Un trabajo del CITA logra una patente internacional para producción de bioplaguicidas

Planta de Ajenjo (Artemisia absinthium L.)
GOBIERNO DE ARAGÓN
Publicado 10/05/2016 18:44:41CET

ZARAGOZA, 10 May. (EUROPA PRESS) -

Un trabajo realizado por el Centro de Investigación y Tecnología Agroalimentaria de Aragón (CITA), junto con el Consejo Superior de Investigaciones Científicas, la Universidad de Zaragoza y la Universidad de La Laguna, ha desembocado en la patente internacional de producción de bioplaguicidas basados en extractos naturales del Ajenjo frente a plagas de insectos, hongos fitopatógenos y nematodos fitoparásitos.

Asimismo, ha permitido el registro de la variedad vegetal Candial de Ajenjo, ha informado el Gobierno de Aragón en una nota de prensa. Este martes se ha presentado este proyecto piloto, del que el director del CITA, José Antonio Domínguez, ha destacado su potencial para la zona y para el desarrollo de otros plaguicidas a raíz de cultivos de plantas de secano que se encuentran en el territorio aragonés.

También ha hecho hincapié en definir este proyecto como "una realidad" y "ejemplo de bioindustria". La empresa colombiana Ecoflora ha obtenido la licitación de la obtención vegetal de la variedad Candial de Ajenjo y de la patente de producción de bioplaguicidas para su comercialización internacional.

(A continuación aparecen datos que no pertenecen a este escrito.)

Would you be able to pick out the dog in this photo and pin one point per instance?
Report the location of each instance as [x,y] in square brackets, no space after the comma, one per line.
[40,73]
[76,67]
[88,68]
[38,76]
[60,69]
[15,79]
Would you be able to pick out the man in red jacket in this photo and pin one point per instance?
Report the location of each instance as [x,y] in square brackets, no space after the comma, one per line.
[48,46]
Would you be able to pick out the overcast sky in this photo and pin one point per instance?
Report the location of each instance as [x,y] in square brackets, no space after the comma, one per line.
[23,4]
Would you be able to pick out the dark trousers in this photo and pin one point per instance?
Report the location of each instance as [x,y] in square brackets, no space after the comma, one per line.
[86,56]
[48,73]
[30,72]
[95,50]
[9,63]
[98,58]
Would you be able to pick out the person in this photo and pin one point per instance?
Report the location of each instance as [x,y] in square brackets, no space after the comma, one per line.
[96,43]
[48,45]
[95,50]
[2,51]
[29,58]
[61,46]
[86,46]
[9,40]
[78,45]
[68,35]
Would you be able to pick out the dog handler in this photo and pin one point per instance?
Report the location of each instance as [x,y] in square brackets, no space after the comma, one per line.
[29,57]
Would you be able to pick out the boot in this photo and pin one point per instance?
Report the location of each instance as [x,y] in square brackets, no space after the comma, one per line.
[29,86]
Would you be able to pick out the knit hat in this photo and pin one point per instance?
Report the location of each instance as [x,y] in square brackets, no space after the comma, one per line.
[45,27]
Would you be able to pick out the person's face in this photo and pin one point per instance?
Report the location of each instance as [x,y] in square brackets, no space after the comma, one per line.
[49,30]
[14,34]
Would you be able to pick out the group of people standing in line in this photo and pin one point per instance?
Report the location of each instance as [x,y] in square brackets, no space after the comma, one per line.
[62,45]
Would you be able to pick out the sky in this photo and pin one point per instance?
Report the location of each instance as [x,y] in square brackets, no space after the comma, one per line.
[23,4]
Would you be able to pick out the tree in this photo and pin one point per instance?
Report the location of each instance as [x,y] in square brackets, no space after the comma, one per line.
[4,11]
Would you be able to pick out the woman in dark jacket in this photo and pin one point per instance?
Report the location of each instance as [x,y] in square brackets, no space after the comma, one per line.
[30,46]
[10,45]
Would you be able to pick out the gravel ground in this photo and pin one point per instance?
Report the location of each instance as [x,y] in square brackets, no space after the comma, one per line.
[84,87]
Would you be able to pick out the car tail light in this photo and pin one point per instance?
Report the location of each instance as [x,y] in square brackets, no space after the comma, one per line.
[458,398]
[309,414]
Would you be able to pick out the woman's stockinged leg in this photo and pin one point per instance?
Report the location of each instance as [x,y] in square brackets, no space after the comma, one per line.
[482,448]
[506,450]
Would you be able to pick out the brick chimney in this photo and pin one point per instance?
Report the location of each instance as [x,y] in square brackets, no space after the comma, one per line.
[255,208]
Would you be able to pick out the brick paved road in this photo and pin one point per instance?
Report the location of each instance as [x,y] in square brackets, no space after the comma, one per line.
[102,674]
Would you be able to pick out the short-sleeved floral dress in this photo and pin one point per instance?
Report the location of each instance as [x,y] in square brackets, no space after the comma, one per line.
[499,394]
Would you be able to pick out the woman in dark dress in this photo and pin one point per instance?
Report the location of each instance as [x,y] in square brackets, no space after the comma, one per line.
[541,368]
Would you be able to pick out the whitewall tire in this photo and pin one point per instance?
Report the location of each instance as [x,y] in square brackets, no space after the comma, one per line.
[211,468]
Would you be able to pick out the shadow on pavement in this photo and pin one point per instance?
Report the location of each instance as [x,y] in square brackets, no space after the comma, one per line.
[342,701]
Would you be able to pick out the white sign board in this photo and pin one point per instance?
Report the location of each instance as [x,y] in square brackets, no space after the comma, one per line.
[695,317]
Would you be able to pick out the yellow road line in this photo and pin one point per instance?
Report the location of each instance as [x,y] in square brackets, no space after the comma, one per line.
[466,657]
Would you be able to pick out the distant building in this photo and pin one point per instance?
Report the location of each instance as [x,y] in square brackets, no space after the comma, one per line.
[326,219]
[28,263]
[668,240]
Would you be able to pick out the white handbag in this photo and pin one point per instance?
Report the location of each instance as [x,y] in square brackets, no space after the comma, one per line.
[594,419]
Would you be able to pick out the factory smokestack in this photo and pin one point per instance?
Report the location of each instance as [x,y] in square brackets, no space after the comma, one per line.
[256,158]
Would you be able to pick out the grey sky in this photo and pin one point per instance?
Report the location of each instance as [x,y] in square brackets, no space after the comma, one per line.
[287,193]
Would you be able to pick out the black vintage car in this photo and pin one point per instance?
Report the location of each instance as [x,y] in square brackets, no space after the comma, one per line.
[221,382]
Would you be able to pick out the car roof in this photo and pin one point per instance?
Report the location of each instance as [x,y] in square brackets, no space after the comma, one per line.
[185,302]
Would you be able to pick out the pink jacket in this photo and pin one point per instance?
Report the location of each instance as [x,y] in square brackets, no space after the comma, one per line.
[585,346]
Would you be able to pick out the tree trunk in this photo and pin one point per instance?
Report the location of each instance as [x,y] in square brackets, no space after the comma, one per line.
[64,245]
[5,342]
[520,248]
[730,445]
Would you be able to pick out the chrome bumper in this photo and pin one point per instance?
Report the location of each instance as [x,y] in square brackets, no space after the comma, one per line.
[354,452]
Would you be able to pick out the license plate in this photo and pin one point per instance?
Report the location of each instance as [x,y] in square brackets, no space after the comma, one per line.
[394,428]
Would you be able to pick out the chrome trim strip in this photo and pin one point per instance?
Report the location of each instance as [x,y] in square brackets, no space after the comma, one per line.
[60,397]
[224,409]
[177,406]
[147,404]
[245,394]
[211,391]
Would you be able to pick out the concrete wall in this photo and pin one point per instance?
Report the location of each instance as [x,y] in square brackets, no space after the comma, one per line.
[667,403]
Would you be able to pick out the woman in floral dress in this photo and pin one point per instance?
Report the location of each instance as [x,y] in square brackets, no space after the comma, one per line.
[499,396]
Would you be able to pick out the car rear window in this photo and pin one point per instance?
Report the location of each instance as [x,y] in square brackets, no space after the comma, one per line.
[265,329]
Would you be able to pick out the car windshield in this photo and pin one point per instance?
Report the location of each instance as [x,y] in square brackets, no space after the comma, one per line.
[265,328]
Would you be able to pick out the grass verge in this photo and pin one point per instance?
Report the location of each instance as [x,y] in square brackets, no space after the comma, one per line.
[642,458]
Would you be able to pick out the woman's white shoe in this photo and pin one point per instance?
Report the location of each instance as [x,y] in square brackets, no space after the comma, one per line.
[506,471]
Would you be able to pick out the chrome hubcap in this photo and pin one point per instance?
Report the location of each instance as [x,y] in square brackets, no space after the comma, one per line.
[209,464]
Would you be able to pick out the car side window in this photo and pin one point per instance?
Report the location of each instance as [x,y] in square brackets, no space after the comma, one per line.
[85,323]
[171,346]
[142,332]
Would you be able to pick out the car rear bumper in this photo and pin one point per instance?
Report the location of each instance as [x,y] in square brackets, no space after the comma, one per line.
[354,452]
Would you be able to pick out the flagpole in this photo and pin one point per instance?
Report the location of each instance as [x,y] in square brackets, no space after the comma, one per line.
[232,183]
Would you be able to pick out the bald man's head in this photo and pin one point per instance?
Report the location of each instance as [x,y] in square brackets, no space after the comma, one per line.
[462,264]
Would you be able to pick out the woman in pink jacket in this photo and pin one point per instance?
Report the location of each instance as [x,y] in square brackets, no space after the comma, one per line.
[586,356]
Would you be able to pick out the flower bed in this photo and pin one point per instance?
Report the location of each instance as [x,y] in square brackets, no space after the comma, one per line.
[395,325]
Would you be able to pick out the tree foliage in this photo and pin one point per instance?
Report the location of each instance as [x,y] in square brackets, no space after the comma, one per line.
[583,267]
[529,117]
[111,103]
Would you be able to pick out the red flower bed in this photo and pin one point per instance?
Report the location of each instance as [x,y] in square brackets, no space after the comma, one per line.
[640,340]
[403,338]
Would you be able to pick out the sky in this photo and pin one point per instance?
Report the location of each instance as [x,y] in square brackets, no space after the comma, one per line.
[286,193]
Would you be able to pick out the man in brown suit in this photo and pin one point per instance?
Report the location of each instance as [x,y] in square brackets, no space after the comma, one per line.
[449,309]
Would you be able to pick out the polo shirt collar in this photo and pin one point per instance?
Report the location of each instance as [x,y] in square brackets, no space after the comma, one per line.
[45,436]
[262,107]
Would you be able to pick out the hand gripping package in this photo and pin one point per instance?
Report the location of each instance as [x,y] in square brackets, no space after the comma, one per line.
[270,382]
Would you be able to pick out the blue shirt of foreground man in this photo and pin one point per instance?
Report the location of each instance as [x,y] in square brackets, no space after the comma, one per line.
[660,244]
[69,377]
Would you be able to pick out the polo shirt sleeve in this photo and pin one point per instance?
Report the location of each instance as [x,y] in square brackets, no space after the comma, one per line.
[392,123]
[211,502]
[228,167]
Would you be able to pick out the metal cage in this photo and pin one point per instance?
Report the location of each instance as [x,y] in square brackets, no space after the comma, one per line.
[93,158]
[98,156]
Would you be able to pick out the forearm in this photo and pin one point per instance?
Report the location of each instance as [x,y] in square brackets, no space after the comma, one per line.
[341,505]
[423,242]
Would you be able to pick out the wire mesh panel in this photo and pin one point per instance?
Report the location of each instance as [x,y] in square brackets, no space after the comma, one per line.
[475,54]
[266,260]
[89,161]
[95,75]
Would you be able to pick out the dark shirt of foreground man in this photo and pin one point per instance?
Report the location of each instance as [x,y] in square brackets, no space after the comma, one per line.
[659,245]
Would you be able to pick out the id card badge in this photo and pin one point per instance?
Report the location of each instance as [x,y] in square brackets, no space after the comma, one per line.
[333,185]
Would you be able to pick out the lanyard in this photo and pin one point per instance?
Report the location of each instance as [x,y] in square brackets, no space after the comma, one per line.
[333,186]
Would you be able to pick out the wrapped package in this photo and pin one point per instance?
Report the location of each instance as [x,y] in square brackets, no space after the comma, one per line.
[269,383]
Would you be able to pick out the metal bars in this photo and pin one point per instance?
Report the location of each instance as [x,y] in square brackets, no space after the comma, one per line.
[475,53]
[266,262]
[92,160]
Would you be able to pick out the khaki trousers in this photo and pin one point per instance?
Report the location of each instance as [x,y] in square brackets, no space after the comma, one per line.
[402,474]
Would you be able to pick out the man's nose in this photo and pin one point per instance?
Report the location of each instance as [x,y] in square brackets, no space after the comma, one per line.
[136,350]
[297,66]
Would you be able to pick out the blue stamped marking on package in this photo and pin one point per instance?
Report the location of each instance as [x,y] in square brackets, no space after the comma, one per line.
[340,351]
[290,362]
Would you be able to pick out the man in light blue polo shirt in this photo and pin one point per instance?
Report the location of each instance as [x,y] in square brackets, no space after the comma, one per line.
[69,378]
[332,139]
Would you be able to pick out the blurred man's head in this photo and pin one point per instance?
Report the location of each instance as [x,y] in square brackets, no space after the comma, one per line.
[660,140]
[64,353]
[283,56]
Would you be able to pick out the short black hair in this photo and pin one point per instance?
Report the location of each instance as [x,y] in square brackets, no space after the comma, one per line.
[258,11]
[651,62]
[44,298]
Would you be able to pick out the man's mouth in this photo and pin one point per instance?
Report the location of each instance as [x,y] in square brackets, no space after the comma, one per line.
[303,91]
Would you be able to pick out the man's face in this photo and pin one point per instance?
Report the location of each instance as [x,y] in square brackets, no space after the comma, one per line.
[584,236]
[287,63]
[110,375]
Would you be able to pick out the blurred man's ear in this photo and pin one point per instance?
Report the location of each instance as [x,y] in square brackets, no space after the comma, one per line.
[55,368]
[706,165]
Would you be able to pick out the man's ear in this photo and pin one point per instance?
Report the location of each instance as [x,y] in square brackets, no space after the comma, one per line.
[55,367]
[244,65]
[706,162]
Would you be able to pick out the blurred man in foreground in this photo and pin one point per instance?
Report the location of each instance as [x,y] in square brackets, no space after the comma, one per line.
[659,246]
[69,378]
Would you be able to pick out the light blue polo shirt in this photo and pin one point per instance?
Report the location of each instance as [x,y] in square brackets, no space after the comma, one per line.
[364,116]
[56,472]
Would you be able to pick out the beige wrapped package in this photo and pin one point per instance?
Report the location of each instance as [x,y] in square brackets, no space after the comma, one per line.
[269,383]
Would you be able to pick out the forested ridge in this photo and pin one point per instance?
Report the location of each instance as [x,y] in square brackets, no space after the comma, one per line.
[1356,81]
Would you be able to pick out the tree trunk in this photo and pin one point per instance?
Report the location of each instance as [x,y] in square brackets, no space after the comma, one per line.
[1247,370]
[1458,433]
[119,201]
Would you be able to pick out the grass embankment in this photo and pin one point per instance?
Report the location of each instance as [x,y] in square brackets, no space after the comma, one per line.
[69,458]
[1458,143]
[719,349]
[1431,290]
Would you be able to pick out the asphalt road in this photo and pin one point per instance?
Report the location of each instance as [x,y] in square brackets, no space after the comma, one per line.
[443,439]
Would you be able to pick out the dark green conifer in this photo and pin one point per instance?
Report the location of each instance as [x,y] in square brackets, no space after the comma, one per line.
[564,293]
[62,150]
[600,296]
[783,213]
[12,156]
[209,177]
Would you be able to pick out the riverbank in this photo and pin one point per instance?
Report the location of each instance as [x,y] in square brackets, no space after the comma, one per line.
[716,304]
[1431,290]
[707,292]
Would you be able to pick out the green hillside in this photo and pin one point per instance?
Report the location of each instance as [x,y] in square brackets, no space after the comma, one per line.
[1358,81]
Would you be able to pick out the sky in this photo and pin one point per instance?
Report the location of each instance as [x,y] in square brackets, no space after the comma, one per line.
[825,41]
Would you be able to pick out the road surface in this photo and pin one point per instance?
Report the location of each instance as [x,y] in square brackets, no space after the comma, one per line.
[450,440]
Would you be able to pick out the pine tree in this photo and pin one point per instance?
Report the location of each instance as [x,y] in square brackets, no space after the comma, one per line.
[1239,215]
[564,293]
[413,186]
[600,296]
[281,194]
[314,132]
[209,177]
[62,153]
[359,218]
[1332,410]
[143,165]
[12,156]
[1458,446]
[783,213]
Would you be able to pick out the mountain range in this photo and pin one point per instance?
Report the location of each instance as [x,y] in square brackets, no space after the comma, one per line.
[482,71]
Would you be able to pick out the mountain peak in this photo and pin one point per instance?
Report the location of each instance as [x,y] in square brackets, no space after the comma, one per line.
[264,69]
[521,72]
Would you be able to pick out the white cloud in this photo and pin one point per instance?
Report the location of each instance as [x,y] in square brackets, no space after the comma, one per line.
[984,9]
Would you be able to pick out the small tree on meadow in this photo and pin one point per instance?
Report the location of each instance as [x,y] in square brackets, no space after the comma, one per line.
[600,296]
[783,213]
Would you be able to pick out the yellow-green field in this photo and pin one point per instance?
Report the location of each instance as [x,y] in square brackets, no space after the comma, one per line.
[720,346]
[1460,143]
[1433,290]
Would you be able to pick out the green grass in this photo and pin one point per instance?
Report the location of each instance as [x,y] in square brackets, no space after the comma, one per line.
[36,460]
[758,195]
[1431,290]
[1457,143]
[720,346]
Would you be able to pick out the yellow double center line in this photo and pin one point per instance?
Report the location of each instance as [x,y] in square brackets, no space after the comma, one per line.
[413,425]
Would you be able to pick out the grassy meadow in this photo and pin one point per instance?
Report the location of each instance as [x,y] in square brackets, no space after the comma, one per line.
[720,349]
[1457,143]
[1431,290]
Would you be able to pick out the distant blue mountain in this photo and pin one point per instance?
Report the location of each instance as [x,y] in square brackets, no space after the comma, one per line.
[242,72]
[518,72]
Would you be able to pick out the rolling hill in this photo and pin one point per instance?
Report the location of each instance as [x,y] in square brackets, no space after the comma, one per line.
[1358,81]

El proceso incluye la producción controlada en el campo de la variedad Candial de Ajenjo, la obtención de distintos extractos y su caracterización química y biológica.

Los aceites y extractos obtenidos se pueden utilizar para la formulación de bioplaguicidas por sí solos o combinándolos con otros componentes activos naturales para el control de plagas en agricultura ecológica y convencional, han apuntado las mismas fuentes.

Además, han precisado que la variedad Candial de Ajenjo (Artemisia absinthium L.) "representa un nuevo cultivo de alto valor añadido" y "es una alternativa" a las plantas utilizadas tradicionalmente en las zonas de regadío situadas a entre 300 y 500 metros de altitud, "con menor requerimiento hídrico respecto al maíz o la alfalfa".

ESTUDIO EXPERIMENTAL

Estos datos han sido avalados gracias al estudio experimental llevado a cabo el año pasado en la Comarca de las Cinco Villas (Zaragoza), en Luesia, donde se plantó la variedad Candial en dos hectáreas de secano, con una pluviometría de unos 700 litros por metro cuadrado anuales y una altitud de entre 800 y 900 metros, "una zona óptima por las características agroclimáticas y la abundante flora autóctona de la planta".

Los resultados obtenidos demuestran que se trata de una alternativa a los cultivos tradicionales y una fuente de negocio por su rentabilidad y la posibilidad de transformar la materia prima en la propia zona para la obtención de los aceites esenciales necesarios para la formulación de bliopaguicidas.